I discovered RQ when I tired of AD&D and saved up my pocket money to buy GW's RQ2 in 1980. My friends and I played RQ through Balazar and the Elder Wilds, Pavis and the Borderlands up to and through the AH RQ3 period and the wonderful RQ Renaissance of the early 90's - Sun County, Strangers in Prax, Dorastor. I went to Convulsion several times, met Greg and even landed up with a copy of Sandy Petersen's campaign notes from the Convulsion auction in 1994 (?). Great memories.
Then I guess life got in the way. I moved to Australia in 2005 and all my RQ stuff has sat in boxes in the loft for at least 15 years; I haven't played a game of RQ in at least 20. Keeping track of RQ and Glorantha became tiresome as it branched in so many different directions. Every now and again I would buy an RQ or Glorantha product mostly as a homage to my teens. I would leaf through the product and then consign it to the back of a cupboard.

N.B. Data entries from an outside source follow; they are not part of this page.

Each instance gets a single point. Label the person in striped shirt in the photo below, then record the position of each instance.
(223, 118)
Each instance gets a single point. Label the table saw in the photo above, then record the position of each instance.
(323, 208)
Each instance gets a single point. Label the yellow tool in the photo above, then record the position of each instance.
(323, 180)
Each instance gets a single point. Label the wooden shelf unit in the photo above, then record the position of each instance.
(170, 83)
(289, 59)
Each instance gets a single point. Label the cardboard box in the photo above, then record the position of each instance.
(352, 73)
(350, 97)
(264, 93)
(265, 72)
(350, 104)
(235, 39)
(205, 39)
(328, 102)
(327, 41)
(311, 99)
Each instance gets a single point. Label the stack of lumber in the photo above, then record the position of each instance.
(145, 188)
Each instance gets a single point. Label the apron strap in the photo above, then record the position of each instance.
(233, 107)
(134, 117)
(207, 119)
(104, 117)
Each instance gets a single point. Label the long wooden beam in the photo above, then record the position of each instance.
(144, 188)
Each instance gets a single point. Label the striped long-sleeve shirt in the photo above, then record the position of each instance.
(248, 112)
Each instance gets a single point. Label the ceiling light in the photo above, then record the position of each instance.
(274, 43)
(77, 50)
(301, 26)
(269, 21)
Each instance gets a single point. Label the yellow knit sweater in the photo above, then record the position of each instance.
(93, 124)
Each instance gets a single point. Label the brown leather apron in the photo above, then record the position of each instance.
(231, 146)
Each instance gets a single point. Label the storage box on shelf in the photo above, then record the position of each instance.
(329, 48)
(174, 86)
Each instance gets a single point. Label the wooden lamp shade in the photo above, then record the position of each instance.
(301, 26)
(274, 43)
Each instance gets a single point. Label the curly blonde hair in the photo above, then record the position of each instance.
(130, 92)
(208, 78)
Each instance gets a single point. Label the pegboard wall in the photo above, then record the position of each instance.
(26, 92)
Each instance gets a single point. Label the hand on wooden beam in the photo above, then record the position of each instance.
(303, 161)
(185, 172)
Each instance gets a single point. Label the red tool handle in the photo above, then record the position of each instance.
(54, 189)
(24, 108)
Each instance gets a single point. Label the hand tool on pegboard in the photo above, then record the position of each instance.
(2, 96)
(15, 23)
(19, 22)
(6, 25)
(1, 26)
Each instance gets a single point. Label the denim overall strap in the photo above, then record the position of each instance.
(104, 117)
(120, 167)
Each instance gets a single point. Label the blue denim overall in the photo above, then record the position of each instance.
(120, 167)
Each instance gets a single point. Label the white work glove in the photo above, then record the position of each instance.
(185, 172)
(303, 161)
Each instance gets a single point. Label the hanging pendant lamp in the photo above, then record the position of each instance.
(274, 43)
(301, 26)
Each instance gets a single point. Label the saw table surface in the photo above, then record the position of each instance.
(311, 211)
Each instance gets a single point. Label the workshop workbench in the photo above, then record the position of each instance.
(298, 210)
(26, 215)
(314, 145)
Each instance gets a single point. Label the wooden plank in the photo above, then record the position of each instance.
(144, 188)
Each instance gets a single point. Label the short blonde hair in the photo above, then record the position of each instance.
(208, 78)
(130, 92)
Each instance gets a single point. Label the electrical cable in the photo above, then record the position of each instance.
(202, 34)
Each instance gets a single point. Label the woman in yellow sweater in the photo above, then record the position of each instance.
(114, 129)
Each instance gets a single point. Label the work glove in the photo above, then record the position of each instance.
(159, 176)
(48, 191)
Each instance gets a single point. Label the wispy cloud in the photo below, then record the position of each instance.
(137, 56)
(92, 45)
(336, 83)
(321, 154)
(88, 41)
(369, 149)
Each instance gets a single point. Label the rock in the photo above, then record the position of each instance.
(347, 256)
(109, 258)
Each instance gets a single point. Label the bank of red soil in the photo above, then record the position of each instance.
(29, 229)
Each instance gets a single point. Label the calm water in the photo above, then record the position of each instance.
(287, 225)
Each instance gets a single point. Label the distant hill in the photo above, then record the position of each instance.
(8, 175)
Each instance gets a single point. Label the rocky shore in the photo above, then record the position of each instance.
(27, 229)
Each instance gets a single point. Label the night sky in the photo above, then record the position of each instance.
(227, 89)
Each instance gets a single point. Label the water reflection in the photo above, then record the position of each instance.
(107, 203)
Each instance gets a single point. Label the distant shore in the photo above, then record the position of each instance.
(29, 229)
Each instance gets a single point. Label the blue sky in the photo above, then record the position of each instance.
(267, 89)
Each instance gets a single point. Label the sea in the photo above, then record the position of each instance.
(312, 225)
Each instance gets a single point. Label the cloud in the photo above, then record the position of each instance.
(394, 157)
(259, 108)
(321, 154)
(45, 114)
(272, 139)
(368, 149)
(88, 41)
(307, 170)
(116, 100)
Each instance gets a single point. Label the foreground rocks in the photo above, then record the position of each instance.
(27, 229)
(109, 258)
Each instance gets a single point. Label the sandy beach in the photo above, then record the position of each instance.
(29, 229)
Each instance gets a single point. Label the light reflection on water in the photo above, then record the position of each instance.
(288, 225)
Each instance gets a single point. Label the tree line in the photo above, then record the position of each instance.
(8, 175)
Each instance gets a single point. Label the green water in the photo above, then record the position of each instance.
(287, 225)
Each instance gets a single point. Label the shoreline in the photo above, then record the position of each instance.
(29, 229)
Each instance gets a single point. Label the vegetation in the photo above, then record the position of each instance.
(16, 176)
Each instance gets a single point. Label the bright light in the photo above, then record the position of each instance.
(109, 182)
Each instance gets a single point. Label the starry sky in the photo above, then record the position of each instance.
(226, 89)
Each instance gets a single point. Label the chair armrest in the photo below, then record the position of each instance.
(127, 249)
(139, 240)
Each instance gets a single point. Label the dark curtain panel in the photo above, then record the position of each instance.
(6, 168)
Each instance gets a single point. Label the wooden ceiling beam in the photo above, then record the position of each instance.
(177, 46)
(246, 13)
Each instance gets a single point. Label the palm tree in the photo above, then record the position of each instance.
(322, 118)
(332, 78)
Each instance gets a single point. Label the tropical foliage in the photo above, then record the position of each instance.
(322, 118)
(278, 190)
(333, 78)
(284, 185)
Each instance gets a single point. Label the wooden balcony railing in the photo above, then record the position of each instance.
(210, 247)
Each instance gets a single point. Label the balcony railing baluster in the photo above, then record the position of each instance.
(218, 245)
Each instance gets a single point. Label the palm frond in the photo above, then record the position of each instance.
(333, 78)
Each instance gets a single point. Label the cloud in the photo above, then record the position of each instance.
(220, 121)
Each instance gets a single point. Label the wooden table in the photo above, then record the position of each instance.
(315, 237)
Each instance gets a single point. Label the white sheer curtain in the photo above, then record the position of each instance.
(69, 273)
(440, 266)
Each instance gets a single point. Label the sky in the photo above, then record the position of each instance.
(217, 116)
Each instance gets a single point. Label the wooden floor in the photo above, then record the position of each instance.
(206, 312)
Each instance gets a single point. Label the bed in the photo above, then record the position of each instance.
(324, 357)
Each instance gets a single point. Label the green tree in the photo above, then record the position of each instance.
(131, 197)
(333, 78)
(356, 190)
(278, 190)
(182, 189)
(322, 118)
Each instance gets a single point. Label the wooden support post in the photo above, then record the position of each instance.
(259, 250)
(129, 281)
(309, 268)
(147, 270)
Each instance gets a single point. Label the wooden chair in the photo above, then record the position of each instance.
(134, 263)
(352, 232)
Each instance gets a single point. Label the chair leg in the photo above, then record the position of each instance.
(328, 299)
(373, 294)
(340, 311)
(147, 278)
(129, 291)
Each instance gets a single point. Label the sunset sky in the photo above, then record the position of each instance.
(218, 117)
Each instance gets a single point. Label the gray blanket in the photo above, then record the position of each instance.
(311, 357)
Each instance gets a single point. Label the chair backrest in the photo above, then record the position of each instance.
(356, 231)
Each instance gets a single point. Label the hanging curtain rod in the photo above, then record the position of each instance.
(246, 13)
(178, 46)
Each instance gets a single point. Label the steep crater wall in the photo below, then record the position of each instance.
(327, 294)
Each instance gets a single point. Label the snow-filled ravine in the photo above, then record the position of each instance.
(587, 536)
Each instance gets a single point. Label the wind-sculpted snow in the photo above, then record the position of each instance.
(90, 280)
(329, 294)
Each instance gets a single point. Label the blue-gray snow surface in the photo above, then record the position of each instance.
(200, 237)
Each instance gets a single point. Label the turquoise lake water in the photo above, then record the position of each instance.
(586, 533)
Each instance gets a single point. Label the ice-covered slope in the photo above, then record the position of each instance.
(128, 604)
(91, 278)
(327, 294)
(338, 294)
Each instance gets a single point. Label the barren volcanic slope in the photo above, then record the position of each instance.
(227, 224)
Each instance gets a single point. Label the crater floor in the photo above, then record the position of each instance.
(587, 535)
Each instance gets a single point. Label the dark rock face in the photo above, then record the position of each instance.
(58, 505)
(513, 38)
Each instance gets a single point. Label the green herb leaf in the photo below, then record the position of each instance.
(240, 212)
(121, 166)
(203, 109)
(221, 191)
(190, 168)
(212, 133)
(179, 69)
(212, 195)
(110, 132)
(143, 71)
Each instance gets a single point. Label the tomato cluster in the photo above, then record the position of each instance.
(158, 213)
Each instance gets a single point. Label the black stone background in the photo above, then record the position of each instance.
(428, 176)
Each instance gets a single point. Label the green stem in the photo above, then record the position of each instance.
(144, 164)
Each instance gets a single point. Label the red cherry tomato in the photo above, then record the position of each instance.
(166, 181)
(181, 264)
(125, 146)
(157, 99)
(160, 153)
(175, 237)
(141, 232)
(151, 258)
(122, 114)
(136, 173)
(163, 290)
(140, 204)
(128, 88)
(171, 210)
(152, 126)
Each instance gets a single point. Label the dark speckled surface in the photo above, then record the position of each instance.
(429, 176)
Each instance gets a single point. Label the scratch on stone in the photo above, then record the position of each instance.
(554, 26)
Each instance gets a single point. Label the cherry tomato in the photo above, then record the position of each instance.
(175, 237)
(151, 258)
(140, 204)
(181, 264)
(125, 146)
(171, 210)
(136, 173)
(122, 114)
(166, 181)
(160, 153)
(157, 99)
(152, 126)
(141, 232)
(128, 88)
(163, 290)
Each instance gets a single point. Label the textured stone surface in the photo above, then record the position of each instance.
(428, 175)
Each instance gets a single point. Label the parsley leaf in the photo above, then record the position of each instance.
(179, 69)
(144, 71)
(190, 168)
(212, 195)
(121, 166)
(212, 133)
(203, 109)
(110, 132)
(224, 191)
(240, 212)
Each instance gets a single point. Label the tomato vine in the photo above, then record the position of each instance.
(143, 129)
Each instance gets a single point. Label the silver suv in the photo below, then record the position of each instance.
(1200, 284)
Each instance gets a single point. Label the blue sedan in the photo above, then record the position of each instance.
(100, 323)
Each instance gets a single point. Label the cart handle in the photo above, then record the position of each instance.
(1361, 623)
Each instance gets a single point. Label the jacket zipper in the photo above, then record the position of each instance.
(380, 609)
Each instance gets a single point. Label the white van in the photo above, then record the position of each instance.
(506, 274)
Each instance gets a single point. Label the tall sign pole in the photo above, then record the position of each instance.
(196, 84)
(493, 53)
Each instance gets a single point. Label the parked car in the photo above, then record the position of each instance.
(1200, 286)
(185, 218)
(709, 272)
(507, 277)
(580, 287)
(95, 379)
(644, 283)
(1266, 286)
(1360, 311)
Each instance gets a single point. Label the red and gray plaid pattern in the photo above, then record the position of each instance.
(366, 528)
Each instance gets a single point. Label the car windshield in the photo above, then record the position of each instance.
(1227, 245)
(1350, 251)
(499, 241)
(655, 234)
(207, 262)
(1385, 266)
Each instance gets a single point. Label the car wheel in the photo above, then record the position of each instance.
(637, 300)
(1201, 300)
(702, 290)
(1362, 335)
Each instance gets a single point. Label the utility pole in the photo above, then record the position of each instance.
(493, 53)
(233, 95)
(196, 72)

With the COVID19 lockdown in hand, I pulled out my copy of latest RQ Rules on a whim and gave it a good read. The years have fallen away and I'm a teenager again! The production quality is magnificent and the rules and the setting have been honoured admirably. I realise too that I now have potentially captive players - two children the age I was when I first lifted the lid on RQ2 and rejoiced at the lack of character classes and alignments.
So... there's real no point or question to this post. I simply felt moved to offer my thanks to those who kept the spirit of RQ and Glorantha alive during a fallow period and have engineered such a magnificent rebirth.